January 2013 – Clustering For Mere Mortals

Have you been thinking about moving to the cloud? The potential cost savings makes it nearly impossible not to consider. The cost justification is usually easy to figure out and the cloud almost always comes out looking like a good investment. However, after you stop counting the money you are going to save you start thinking about things like security and availability and wonder whether the cloud is for you.

In a traditional data center you have the control and can deploy whatever security and high availability solution you like. However, once you decide to move your servers to the cloud your choices can become much more limited.
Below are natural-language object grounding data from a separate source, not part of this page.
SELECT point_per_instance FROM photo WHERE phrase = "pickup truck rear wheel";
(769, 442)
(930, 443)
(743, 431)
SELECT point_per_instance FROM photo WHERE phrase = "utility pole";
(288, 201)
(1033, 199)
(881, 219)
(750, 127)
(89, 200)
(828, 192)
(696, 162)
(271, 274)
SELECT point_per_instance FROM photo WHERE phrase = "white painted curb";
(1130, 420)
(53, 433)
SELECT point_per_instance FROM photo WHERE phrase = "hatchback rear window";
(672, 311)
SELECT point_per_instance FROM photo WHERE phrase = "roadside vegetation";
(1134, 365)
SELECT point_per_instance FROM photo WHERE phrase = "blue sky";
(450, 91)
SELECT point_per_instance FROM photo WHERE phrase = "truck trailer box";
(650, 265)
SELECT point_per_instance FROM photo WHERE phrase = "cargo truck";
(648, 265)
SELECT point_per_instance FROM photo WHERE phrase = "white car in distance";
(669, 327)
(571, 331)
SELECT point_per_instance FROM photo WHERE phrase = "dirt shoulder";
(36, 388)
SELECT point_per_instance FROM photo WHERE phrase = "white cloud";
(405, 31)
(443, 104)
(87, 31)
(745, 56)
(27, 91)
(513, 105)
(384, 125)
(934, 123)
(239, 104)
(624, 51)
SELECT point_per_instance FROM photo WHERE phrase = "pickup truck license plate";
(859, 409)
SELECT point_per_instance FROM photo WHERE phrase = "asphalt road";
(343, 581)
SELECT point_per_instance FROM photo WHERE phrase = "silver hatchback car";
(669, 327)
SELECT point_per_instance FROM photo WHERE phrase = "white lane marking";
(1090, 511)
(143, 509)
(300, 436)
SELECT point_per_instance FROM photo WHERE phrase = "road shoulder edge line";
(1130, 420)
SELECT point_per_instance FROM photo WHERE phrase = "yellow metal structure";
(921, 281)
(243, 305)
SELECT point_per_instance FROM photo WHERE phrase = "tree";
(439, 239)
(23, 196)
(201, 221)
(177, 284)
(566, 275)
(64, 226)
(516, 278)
It doesn’t matter whether you’re with Amazon, Google or Microsoft, outages in the cloud can and do occur and you need to do whatever you can to mitigate such risks.

Let’s take a closer look at Amazon Web Services (AWS) for instance. What are the options you have to ensure that your SQL Server database can survive an unexpected outage? While some applications can be deployed in a load balanced configuration across multiple availability zones, SQL Server is generally not deployed in a load balanced configuration. What this means is that SQL Server itself resides in a single availability zone and if that zone should become unavailable, your whole application stack can come to a grinding halt.

If you read this article by Miles Ward, you will see that with SQL Server 2008 R2 your availability options are pretty limited. In that article on page 11 there is a nice chart that lays out your HA options. As you will see, the options are severely limited and mostly fall outside of the category which would be described as HA. Log shipping, mirroring and transactional replication are pretty much the only options you have, and they are more of a data protection options rather than HA options. If you want Microsoft failover clustering you will find yourself out of luck due to some network limitations (clients can’t connect to a clustered IP address) in AWS and the lack of a shared disk resource required for traditional SQL clusters.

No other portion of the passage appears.